I'm going to use a combination of redis, python-rq, and rq-scheduler. For me python-rq hits the sweet spot between complexity and flexibility.

Redis is a rock solid in-memory data structure store. It has data structures like lists and hashes, and commands like rpush, lpop, blpop that make it an excellent choice for implementing queues. Python-rq implements a simple api to queue jobs and run them using workers. Jobs are python function that are pickled, given an id, and stored in a redis hash. The id is then added to a redis list. Workers are python processes that run jobs by popping an id from the list, unpickling the function, fork()ing, and then executing the function.
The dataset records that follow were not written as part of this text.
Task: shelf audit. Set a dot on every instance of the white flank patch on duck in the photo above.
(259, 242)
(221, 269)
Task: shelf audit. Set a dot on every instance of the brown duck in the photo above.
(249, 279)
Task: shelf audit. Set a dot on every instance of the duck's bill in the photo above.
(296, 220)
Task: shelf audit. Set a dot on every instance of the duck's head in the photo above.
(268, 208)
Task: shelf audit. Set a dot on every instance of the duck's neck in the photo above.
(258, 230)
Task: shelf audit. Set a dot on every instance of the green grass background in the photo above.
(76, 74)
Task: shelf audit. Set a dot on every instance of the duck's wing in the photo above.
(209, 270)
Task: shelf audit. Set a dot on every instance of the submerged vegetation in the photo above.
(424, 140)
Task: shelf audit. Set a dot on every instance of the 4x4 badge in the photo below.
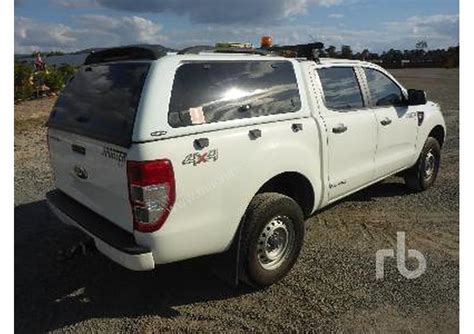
(81, 172)
(201, 157)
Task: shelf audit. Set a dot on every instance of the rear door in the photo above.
(352, 131)
(90, 132)
(396, 122)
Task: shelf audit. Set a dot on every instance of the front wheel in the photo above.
(423, 175)
(272, 238)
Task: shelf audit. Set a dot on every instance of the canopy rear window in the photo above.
(101, 101)
(208, 92)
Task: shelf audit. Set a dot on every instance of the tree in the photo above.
(421, 45)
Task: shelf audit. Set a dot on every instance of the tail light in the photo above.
(152, 193)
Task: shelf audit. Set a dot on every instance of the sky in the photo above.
(377, 25)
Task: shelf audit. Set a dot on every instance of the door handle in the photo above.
(255, 134)
(386, 121)
(340, 128)
(201, 143)
(297, 127)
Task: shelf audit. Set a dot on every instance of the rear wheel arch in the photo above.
(294, 185)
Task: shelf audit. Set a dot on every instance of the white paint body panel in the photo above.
(211, 198)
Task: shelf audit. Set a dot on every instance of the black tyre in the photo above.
(423, 175)
(272, 238)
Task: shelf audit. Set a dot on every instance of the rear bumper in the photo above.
(110, 240)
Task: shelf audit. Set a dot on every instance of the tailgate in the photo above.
(93, 173)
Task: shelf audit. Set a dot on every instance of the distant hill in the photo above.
(77, 58)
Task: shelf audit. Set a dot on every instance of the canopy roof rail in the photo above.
(124, 53)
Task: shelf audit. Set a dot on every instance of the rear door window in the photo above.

The api is small and clean. I create a queue instance with the Queue() api passing it the redis connection. I then enqueue a job onto the queue with the Queue.enqueue() api. I then run the command line script rq worker that pops jobs from queues, fork()'s and executes them. I can even create a custom worker classes if I need different behavior from rq worker.
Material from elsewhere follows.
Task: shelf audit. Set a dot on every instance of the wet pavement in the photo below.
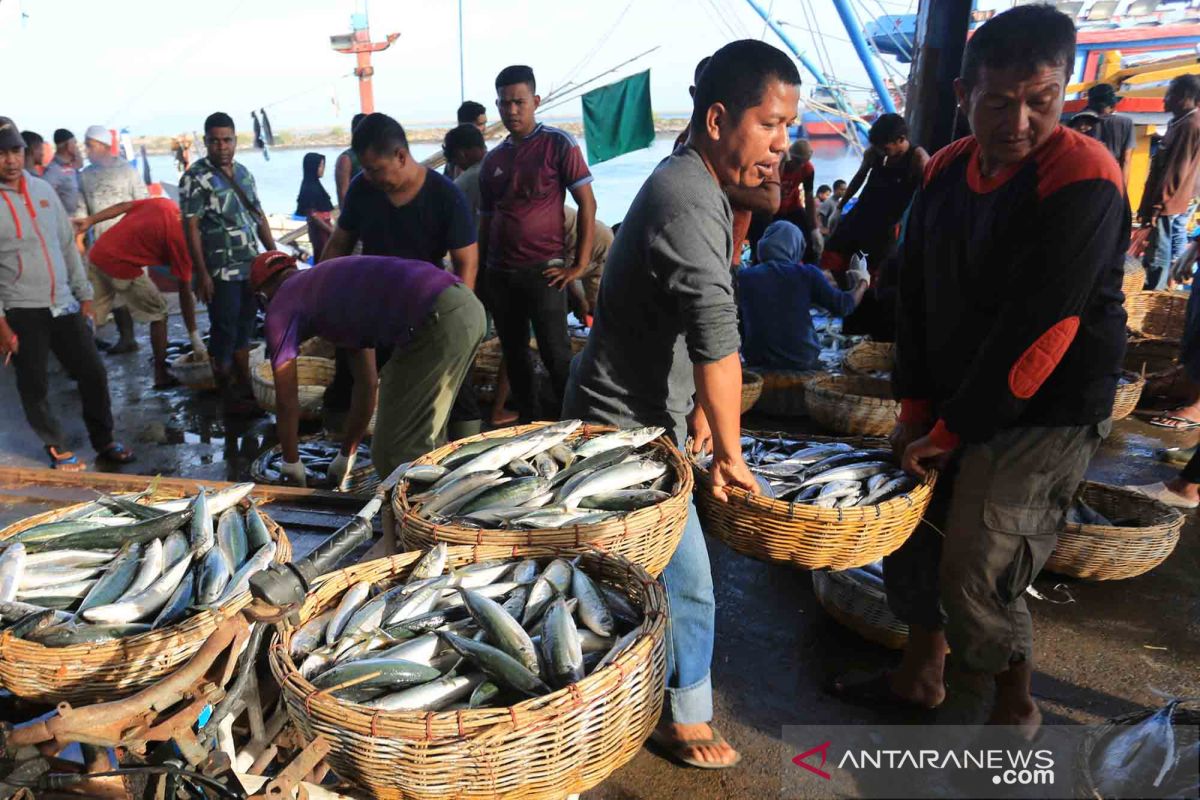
(1117, 647)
It is instructive to get this all going outside of django.

Queue Example (OS X)

  1. Install redis with % brew install redis
  2. Start redis with the default settings in a new terminal window % redis-server
  3. Create a new pyenv environment for playing with python-rq and redis
  4. % mkdir redis
    % cd redis
    % pyenv virtualenv redis
    % pyenv local redis
    % pip install rq
    % pip install rq-scheduler
    
  5. Create a module called work.py containing a function that will be performed by the job:
  6. # Get the n'th number in the Fibonacci sequence
    
    def fib(n):  
        a, b = 1, 1
        for i in range(n - 1):
            a, b = b, a + b
        return a
    
  7. Create a module called jobs.py containing code to enqueue a job:
    import time
    
    from rq import Queue  
    from redis import Redis
    
    from work import fib
    
    
    def queue_job():  
        # Tell rq to connect to redis on the default port and use the default queue
        redis_conn = Redis()
        q = Queue(connection=redis_conn)
    
        # Enqueue a job to calculate the 100th Fibonacci number
        job = q.enqueue(fib, 100)
    
        # Print the job.result immediately after enqueuing. 'None' means the job hasn't finished.
        print(job.result)   # => None
    
        # Now, wait a few seconds, until the worker is finished
        time.sleep(3)
        print(job.result)   # => 354224848179261915075
    
    
    if __name__ == '__main__':  
        queue_job()
    
  8. Start rq's worker process in a new terminal window % rq worker
  9. Create a new terminal window and arrange it so you can see it and the terminal window created in step 6. Run jobs.py to enqueue the jobs with % python jobs.py.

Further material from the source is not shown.